What I wish I would have said to her and her parents was "If you OD again when you are 18, you are legally an adult and no one can take you out against medical advice. We will tie you down in order to monitor you and keep you safe. You will have no rights because you'll be considered incapacitated." And also "Yes, we are judging you, parents. We are judging your complete lack of control and lack of common sense. Yes, we think you are bad parents!" The only thing that makes me feel "happy" if that is even possible to say about this terrible situation, is that they will foot the entire bill since they went AMA.
After they were gone I had parents bring in their 7 year old daughter who swallowed a penny. Upon discharge the mother asked if she could take home our ED blanket. I told her no and she said "Oh. But it's so cold!". Um, hell no. It was 102F today and people were literally dropping like it's hot all over the county. You don't get to take a blanket!

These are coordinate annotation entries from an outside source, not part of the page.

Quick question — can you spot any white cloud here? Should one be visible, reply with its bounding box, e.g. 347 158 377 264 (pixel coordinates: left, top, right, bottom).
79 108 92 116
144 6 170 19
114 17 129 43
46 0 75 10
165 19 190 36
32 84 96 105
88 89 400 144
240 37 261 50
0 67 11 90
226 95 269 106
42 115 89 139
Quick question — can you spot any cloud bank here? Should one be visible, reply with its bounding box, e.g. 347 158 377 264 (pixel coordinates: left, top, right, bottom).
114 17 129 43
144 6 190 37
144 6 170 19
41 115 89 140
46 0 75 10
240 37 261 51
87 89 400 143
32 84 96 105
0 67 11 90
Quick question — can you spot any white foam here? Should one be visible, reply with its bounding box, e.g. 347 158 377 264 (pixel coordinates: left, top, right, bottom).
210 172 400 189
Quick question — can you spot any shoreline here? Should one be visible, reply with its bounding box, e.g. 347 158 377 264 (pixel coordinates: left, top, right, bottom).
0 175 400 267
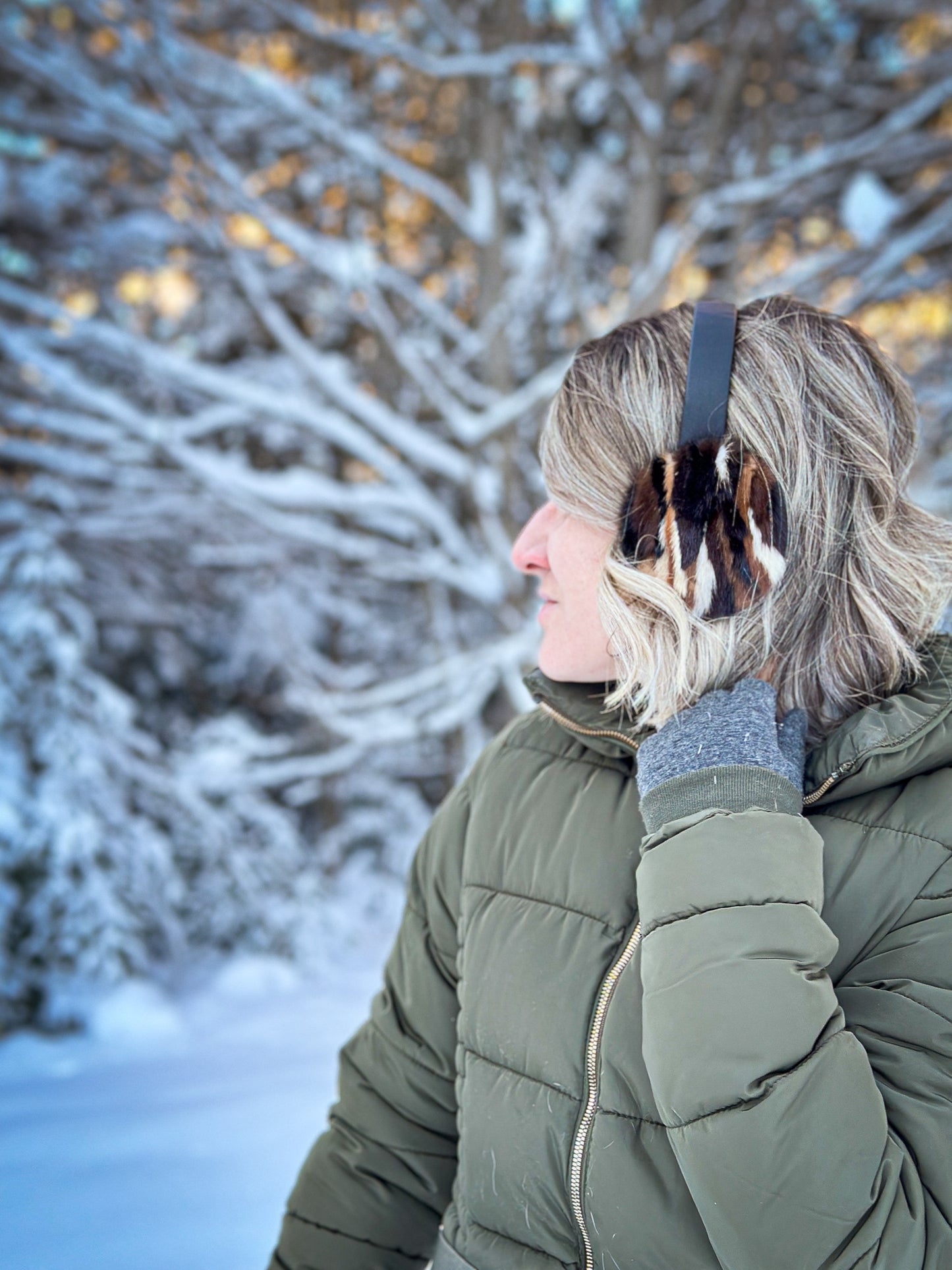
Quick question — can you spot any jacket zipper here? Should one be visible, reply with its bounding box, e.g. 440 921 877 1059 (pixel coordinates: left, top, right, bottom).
804 758 856 807
569 922 641 1270
540 701 856 1270
540 701 641 749
540 701 641 1270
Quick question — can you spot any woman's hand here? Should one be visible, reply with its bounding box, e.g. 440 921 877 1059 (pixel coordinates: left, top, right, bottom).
636 678 807 797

Phew...thanks for letting me vent. What are your bad parent stories?
Yup. Home care instructions: "Stop smoking pot. It is making you sick." Done!
The best anology I can come up with for you is this. Nursing care is sort of like being a watchman on the walls of a castle about to be attacked. you cannot relax your guard, and when you see that an attack is coming you'd dam well better make sure that you passed that message along and kept on it till it was acted on. You aren't the commander, you aren't the king, you won't win the victorious sortie but you are the one on whom all the rest of that happening depends. that's where your autonomy comes, when you make that call even though it's 3 AM and you know you're going to get yelled at because you just have that gut feeling that something is going wrong. You can suggest all you like but ultimately, you cannot win that war by charging into the fight.